Effective communication of school cleaning schedules with teachers and staff will reduce stress, eliminate the potential for the damage of teacher purchased school supplies, and improve the efficacy of the cleaning program.
Why Effective Communication of School Cleaning Schedules is Important
The impact of poorly executed cleaning programs on students, teachers, and staff have been well documented, specifically in the areas of costs associated with absenteeism as well as performance issues tied to low-quality indoor air and the ongoing exposure to germs and bacteria.
However, as evidenced by a recent incident involving Chicago area schools that received a dismal health and cleanliness review that led to the direct involvement of Chicago Public Schools (CPS), poor communication of cleaning schedules and required tasks, as well as room and facilities access only makes matters worse.
According to an account of the custodial supplier’s poor response;
Teachers unable to respond quick enough found books strewn across the library and materials scattered.

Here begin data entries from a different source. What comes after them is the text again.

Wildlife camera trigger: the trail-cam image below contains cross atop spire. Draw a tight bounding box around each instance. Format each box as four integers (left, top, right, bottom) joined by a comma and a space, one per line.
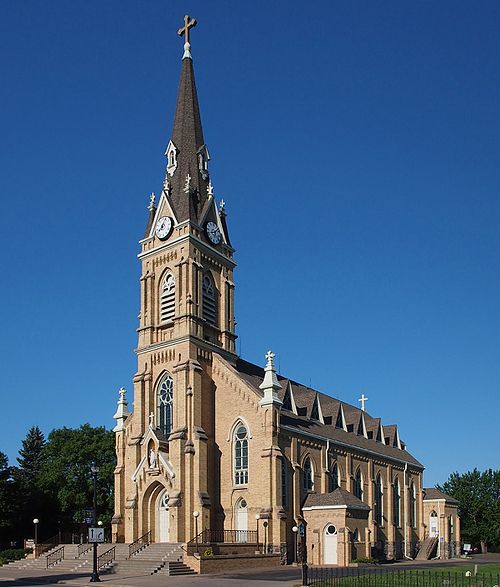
177, 14, 197, 59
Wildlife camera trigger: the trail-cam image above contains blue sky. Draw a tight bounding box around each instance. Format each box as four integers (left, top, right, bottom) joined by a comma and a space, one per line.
0, 0, 500, 485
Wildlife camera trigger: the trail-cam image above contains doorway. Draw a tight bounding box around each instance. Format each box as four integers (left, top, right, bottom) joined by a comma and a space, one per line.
323, 524, 338, 565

Many teachers at the school — which serves low-income students — had purchased materials with their own money and now found themselves reassembling their classrooms.
CPS officials stress that the cleaning efforts were well intended, but poor communication regarding the cleaning schedule [led to] “the host of issues that the school community experienced.”
The Cost and Consequence of Unhealthy Schools
Unhealthy schools carry massive unnecessary costs and adversely affect the health and performance of students and teachers.
The accumulation of germs passed from students to teachers has been shown to cost U.S. schools and taxpayers billions of dollars per year.
The Center for American Progress estimates that 5.3 percent of teachers in the United States are absent on any given day, which translates to a minimum of $4 billion in extra costs for substitute teachers and additional administrative costs.
Combating the challenge of absenteeism is not an easy one, but much of it starts with a thorough process for cleaning each of your schools.
Your cleaning partner needs to give the same kind of attention to the water fountain as they give the toilet seats, and communication between the crew and your staff is paramount to success.
Teacher absenteeism is hugely relevant and has been shown to have a direct carryover to the quality of education received by the students.
A recent study conducted by researchers at Harvard University reported a significant deviation in fourth-grade student performance in English-Language Arts and Mathematics when teachers were reported as absent for 10 or more days.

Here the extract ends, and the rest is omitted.